Cardinal Bo says the coup and ensuing crackdown have plunged Myanmar into 'yet another chapter of darkness, bloodshed and repression'
March 14 was the Global Day of Prayer for Myanmar — or Burma, as so many in the democracy movement and the ethnic nationalities still prefer.
This is an annual event initiated 25 years ago by David Eubank, an American evangelical missionary, human rights activist and humanitarian relief worker who founded and leads the Free Burma Rangers. In 1996, he met Aung San Suu Kyi in Yangon, and she told him that she reads the Bible regularly and that her favorite verse is John 8:3: “You will know the truth and the truth will set you free.” She asked him to pray for the country. A quarter of a century on, those words — and that call for prayer for Myanmar — have never been more needed.
an online prayer event at which the speakers will be Myanmar’s Cardinal Charles Bo, British Catholic parliamentarian Lord Alton and his fellow legislator Baroness Cox, David Eubank and Dr. Sasa, the international envoy of the body of elected members of parliament in Myanmar, known as the Committee Representing Pyidaungsu Hluttaw (CRPH).
Pastor Roy Chan, founder of Hong Kong’s Good Neighbour North District Church, who assisted many of Hong Kong’s protesters in 2019, will also lead a prayer, illustrating the growing solidarity between the two movements.
In his powerful video message, Cardinal Bo says that the Feb. 1 coup and the ensuing crackdown have plunged Myanmar into “yet another chapter of darkness, bloodshed and repression.” A “decade of reform and opening,” albeit one which included “many challenges and storm clouds,” has been replaced by a return to “the nightmare of military repression, brutality, violence and dictatorship.”
Cardinal Bo praises “the amazing courage, commitment and creativity of our people, demonstrating throughout the country in their thousands for many days.”
He adds: “They have shown their determination not to allow their hard-won democracy and freedoms, their hopes of peace, to be stolen from them.

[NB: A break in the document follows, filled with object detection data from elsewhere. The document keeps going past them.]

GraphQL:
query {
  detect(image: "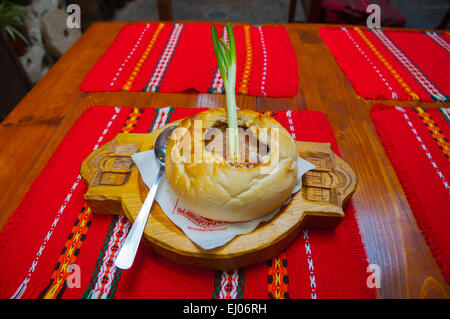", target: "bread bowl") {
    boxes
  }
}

[165,108,297,222]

It was a beautiful sight to see and a great inspiration. The sense of unity and solidarity in diversity — with people of different ethnicities and religions coming together for the same cause — was remarkable. But that was met with bullets, beatings, bloodshed and grief. So many have been killed or wounded in our streets, and so many thousands have been arrested and disappeared.”